FORTRAN ?: Trying to bypass significant slowdown

blbelson · Nov 5, 2009

I have experienced a serious program execution slow down and traced its source to one calculation...pseudo code below:

do a=0, 360, 10
do b=0,85,5
do c=0,360,10
do d=0,85,5
bunch of calculations involving double precision real variables (stored in variable ele)
tot=tot + ele
end do
end do
end do
end do

tot and ele are both double precision real variables. If I comment out "tot=tot+ele", the program takes 2m 04s to run, otherwise it takes 5m 55s to run.

I am using the ifort compiler with "-ipo -O3 -static -xP -no-prec-div -inline" flags set. Does anyone have an explanation as to why this occurs (compiler optimization issue for example) and if there is a way to prevent it?

Mark44 · Nov 5, 2009

Each statement in your innermost loop is running 17*36*17*36 times, or 374,544 times. If you can eliminate one or more of your loops, that might speed things up. For example, you can "unroll" the innermost loop by having a separate statement or block of statements for each of the values of your loop counter variable, d. The first one would be with d = 0, the second one with d = 5, and so on, up to 85.

blbelson · Nov 5, 2009

Thanks Mark 44, I believe the compiler simply skipped the loop when I commented out the line since the loop served no purpose in that instance.

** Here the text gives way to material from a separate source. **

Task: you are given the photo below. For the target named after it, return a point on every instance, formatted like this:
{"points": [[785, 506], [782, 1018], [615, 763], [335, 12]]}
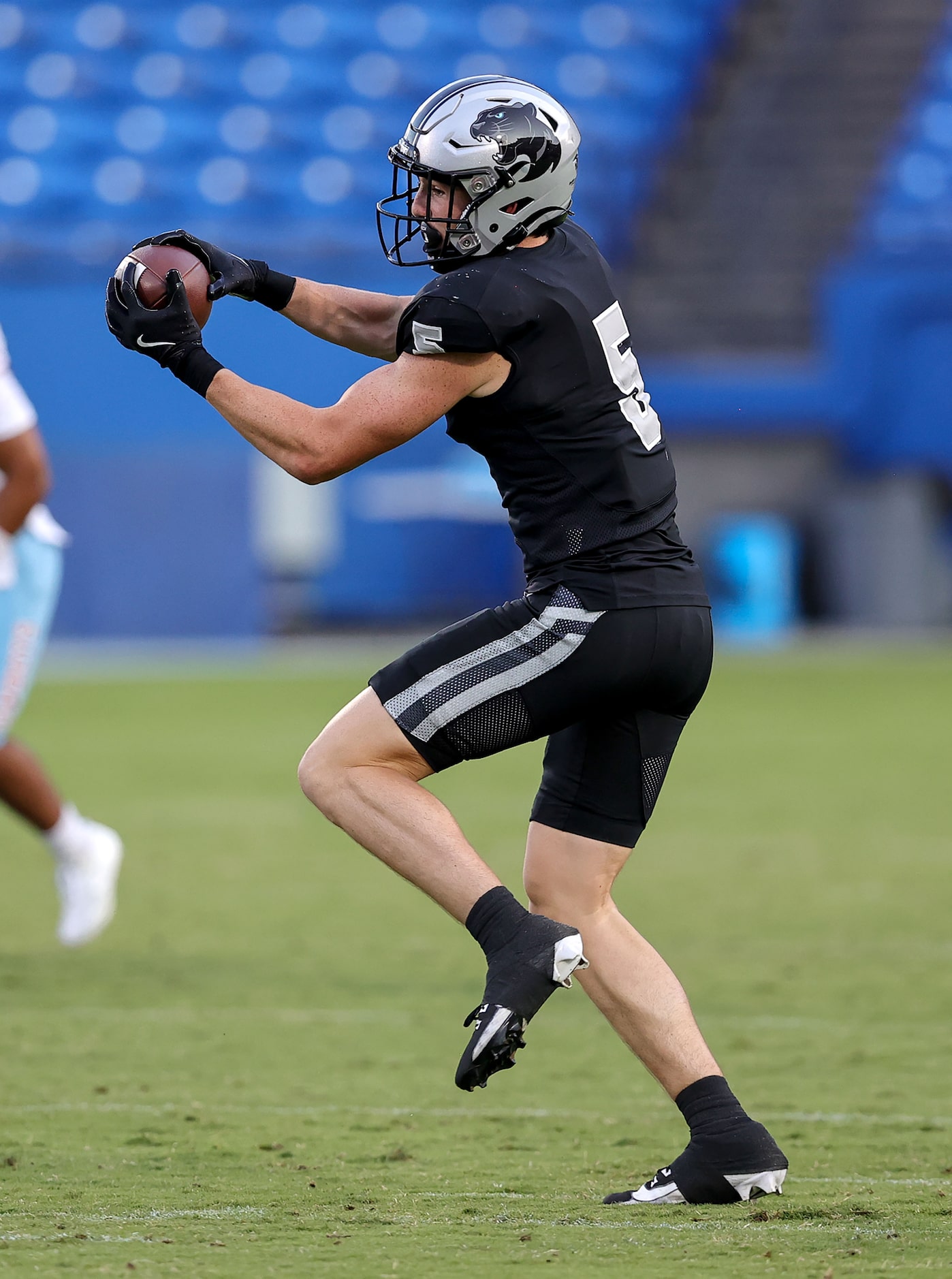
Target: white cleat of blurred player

I was afraid I'd have to tackle the problem in the way you suggested above but I took a hybrid approach and wrote a subroutine since there are quite a few calculations in that block (realizing the performance boost may be less than writing each line of code in the main body). Doing so reduced program execution time to 4m 22s. Thanks for the kickstart...

Mark44 · Nov 5, 2009

Calling a subroutine 374,544 times might be slower than having the calculations inline in the innermost loop. There is some overhead associated with a subroutine call and return. You might compare the execution times with a subroutine call vs. having the code inline in the inner loop.

Borek · Nov 6, 2009

Perhaps you can move some of the calculations from the inner loop to the outward ones, and save intermediate results in temp variables? Although it is most likely already done by the compiler.

hamster143 · Nov 6, 2009

This looks like integration over two spheres. Can you reformulate the problem to eliminate some integrations? For example, if relevant degrees of freedom only depend on the angle between two vectors, you can get away with only one loop instead of 4.

And you shouldn't integrate to 360, you should integrate to 360-step.

Also consider doing this in C.

rcgldr · Nov 6, 2009

blbelson said:

If I comment out "tot=tot+ele", the program takes 2m 04s to run, otherwise it takes 5m 55s to run.

Your program probably ran out of registers to use, and perhaps the compiler didin't prioritize inner variable over outer variables. It should help to declare those loop counters as integer, which use a different set of registers.

silverfrost · Nov 6, 2009

> Also consider doing this in C.

Why? C is not intrinsically any faster.

minger · Nov 6, 2009

Right C is not faster. As a first thought, make sure that your DO loops are in the right "order". You want your inside loop to be the first index in your array, e.g.

Code:

DO k=1,kmax
 DO j=1,jmax
  DO i=1,imax
    array(i,j,k) = something
  END DO
 END DO
END DO

Is much faster than having the DO loops in the opposite order.

Also, as a test (really not sure if it will be faster or not), you can try using the SUM array intrinsic, e.g.

Code:

DO
DO
DO 
DO
 elem = whatever
END DO
END DO
END DO
END DO

tot = SUM(elem)

blbelson · Nov 6, 2009

Appreciate all the responses. The portion of code in question was just one step in a very lengthy problem. I am quite pleased with the improvements you all have helped me achieve - over 50% faster on the one subroutine which was called over 12,000 times. The changes have moved my dissertation one step closer to completion, thanks!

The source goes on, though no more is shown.